I have never believed January applications are treated the same as early applications when some candidates are offered places by the end of October
You may believe this, but it doesn't mean it's true. Unless you're an academic with several years' experience? Oh no, you're just talking about 2 individual applications ...
Such opinion stated as fact is really not helpful to all the nervous applicants doing it for the first time, and their parents.
Believe it or not, academics are actually quite experienced, expert, and knowledgeable. We use this experience, expertise and knowledge to help us select/offer to UCAS applicants we think - from the available evidence of UCAS forms and interviews (if we do interviews or other face to face selection procedures) - will be a good fit for our degree programmes.
We do know what we're doing, funnily enough we're quite clever people It's in our interests to offer places to as many good candidates as we can. We have to teach the students for 3-4 years, after all.
And more importantly, we want them to thrive, succeed, be interested and interesting and be enthused about what we are offering them. We want them to learn, and to grow. We want some of them to do so well that they stay on, to develop and extend knowledge by doing PhDs.

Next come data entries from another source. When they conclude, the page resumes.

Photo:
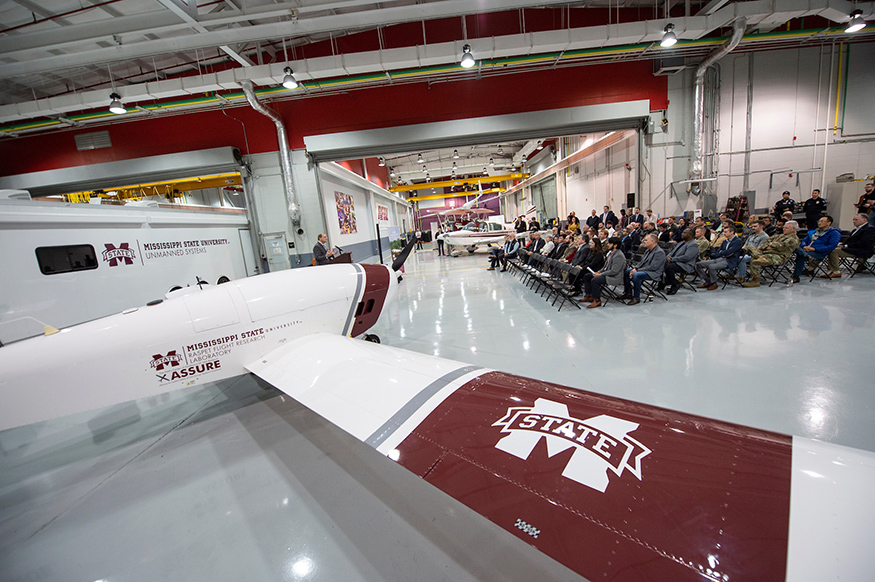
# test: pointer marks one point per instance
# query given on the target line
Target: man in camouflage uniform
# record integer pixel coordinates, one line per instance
(774, 251)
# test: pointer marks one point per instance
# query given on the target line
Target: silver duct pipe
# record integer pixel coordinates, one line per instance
(699, 96)
(285, 153)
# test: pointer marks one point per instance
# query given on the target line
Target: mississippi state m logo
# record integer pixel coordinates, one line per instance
(601, 443)
(113, 255)
(172, 359)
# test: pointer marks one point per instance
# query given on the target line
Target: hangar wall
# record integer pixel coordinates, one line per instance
(793, 112)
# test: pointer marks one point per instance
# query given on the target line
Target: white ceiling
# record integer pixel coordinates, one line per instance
(60, 57)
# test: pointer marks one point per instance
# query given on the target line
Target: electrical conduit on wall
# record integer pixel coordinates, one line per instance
(699, 95)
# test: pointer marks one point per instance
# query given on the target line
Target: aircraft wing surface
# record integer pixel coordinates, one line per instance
(613, 489)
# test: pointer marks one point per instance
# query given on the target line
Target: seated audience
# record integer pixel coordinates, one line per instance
(775, 251)
(723, 257)
(702, 242)
(679, 231)
(611, 274)
(650, 267)
(817, 244)
(681, 259)
(858, 246)
(753, 241)
(664, 233)
(501, 254)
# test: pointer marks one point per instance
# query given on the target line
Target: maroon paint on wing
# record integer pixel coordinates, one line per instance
(713, 502)
(376, 286)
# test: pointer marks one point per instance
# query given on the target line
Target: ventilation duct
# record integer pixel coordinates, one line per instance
(699, 96)
(285, 153)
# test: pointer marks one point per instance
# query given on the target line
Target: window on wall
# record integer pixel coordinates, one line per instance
(544, 199)
(56, 260)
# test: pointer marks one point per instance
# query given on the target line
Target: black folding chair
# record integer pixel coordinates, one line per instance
(565, 288)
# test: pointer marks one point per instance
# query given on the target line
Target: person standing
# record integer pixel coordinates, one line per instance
(813, 208)
(321, 254)
(784, 204)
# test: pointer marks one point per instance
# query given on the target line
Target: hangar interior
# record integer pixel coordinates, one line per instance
(233, 480)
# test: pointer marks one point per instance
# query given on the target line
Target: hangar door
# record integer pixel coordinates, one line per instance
(544, 199)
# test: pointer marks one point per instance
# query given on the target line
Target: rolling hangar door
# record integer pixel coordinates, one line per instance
(479, 130)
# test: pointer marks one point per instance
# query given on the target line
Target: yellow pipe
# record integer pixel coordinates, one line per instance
(459, 182)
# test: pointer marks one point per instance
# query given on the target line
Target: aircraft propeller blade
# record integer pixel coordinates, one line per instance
(399, 262)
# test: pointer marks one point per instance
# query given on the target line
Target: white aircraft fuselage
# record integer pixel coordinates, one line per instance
(200, 336)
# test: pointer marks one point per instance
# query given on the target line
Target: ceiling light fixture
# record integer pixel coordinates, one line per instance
(856, 22)
(467, 58)
(115, 105)
(289, 81)
(668, 36)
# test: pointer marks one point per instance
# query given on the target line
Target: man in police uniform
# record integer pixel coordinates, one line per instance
(813, 208)
(774, 251)
(784, 204)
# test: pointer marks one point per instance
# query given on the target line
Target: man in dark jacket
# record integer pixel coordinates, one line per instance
(859, 246)
(817, 245)
(681, 259)
(784, 204)
(813, 208)
(725, 256)
(650, 267)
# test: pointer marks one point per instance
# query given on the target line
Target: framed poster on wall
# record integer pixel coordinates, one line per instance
(345, 213)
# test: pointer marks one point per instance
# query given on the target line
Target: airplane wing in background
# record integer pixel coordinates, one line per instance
(613, 489)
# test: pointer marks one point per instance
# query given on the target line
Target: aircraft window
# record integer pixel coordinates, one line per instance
(56, 260)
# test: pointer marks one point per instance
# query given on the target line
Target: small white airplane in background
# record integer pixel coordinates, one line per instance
(612, 489)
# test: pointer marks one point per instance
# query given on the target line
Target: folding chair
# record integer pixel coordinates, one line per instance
(687, 280)
(564, 289)
(782, 272)
(851, 264)
(650, 287)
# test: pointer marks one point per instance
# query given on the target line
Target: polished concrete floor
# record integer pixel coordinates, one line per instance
(234, 481)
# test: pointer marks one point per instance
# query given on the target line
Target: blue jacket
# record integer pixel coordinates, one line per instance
(729, 250)
(825, 243)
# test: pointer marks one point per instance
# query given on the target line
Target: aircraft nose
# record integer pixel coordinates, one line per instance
(377, 286)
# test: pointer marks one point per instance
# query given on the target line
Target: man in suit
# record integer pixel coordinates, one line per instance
(858, 246)
(813, 208)
(636, 216)
(593, 220)
(610, 274)
(784, 204)
(681, 259)
(536, 244)
(559, 249)
(321, 254)
(650, 267)
(725, 256)
(608, 217)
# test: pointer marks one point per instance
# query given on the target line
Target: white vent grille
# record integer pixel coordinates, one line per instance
(92, 141)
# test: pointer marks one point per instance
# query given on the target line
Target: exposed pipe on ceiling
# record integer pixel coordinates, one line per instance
(699, 95)
(284, 152)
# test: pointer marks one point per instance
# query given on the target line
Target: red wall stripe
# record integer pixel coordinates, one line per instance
(362, 109)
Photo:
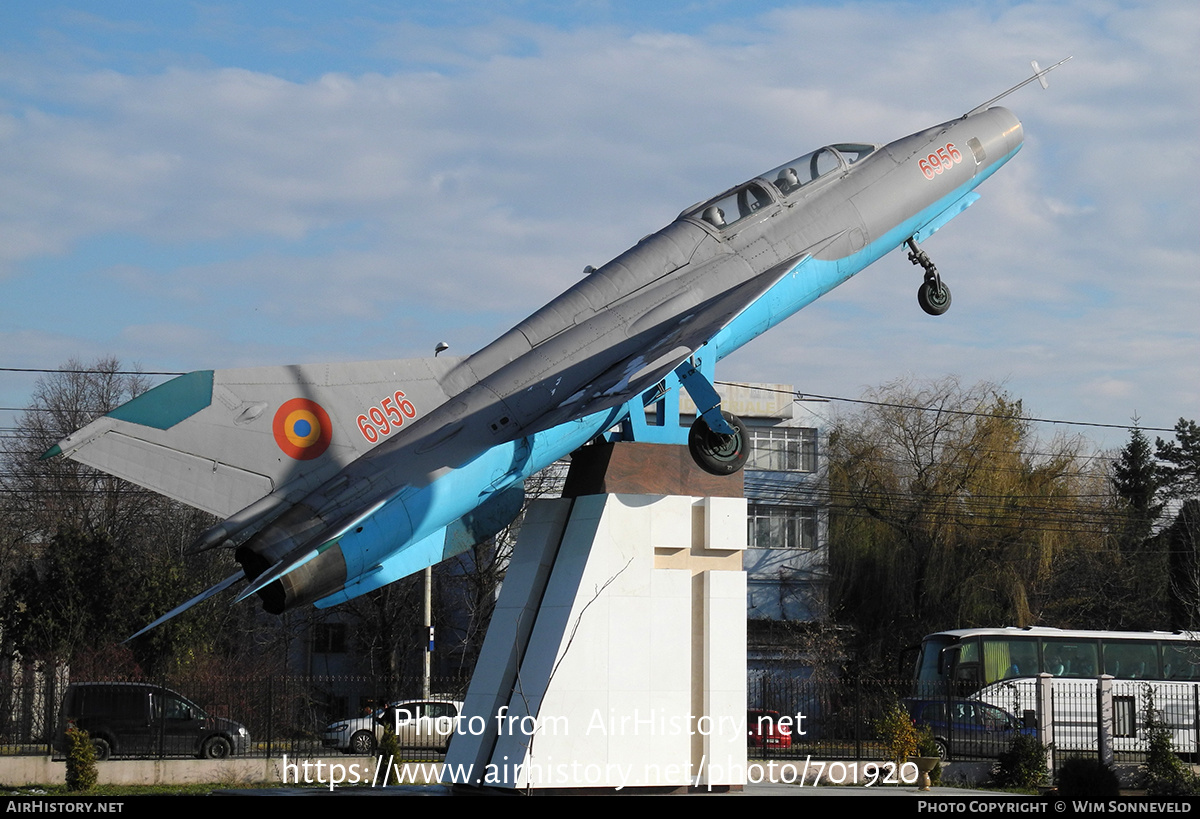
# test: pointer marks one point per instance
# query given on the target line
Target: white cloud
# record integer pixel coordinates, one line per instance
(472, 174)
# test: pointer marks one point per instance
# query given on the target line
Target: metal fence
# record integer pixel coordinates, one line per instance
(839, 719)
(281, 715)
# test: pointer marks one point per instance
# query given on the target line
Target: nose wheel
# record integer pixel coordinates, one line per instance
(933, 296)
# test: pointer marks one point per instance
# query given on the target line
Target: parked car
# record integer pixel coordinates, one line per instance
(973, 729)
(418, 724)
(765, 730)
(137, 718)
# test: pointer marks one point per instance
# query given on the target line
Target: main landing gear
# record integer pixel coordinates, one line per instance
(933, 296)
(715, 452)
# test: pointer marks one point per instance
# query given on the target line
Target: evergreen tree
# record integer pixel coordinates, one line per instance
(1137, 480)
(1180, 460)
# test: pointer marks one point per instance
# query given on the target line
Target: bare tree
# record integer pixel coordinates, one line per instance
(947, 512)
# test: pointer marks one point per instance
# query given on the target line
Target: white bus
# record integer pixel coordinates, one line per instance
(1000, 667)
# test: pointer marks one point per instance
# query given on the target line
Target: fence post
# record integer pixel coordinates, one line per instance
(1104, 718)
(858, 717)
(270, 716)
(1044, 700)
(1195, 719)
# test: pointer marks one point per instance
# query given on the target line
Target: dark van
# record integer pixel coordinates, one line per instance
(137, 719)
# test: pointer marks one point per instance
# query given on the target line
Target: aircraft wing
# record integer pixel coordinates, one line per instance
(221, 440)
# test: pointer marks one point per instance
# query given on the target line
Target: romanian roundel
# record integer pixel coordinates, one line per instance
(301, 429)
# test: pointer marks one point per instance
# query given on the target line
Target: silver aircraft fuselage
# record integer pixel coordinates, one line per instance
(330, 491)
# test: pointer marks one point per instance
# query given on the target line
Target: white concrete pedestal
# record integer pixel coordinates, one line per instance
(616, 656)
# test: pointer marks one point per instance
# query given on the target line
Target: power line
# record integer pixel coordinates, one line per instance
(801, 396)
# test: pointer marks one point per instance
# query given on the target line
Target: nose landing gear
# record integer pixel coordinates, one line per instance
(933, 296)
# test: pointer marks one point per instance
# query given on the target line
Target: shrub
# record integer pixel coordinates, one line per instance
(928, 747)
(1083, 776)
(1165, 775)
(897, 729)
(1024, 765)
(82, 772)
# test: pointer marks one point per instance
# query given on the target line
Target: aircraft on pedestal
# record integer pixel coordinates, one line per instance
(336, 479)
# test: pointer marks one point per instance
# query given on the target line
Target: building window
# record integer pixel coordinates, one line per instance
(783, 449)
(329, 639)
(781, 527)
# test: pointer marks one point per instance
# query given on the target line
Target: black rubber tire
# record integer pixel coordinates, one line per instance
(933, 302)
(363, 743)
(715, 453)
(216, 747)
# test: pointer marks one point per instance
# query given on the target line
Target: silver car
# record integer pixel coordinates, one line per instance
(417, 723)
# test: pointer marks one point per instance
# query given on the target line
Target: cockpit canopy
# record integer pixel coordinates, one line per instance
(789, 178)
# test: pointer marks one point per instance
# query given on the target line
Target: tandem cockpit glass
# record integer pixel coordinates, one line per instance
(799, 172)
(731, 208)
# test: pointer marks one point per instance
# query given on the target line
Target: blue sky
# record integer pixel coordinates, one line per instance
(201, 185)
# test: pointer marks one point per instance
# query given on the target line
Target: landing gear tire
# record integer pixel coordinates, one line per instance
(715, 453)
(216, 747)
(934, 298)
(363, 743)
(102, 747)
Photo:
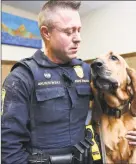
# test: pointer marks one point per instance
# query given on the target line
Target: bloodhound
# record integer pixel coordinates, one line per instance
(116, 111)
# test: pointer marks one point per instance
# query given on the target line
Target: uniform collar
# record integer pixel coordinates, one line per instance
(43, 60)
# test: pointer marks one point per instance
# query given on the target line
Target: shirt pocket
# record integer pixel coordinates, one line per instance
(83, 96)
(52, 104)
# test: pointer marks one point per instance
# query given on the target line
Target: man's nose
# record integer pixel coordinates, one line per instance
(77, 38)
(97, 64)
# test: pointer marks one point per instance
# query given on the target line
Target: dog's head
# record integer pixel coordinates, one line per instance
(110, 78)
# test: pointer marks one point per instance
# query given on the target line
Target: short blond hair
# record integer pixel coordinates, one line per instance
(45, 16)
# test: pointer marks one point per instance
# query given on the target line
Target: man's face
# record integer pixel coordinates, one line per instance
(65, 36)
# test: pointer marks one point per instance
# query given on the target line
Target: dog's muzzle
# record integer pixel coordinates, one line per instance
(101, 76)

We want our graduates to go out & change the world. Seriously -- that's what I want all my students to do. So why would I limit the field I'm looking at?
The October/January impression is often because Oxbridge applications have to be in in October, which is a lot earlier than the UCAS cut off date in January. And Oxbridge applicants will generally have outstanding UCAS forms which will get them offers elsewhere.
And conversely, IME (20 years in the business, plus stints at several universities as Admissions Tutor), the less talented (in relative terms, of course!) tend to apply later. I don't know why. And I can assure anyone reading, that in the departments I've worked in, anyhow, applicants in January are just as likely to be offered a place as those in October, if they match our requirements and seem like a good fit for our programme. And because we actually teach our programme, we are pretty good judges of that fit.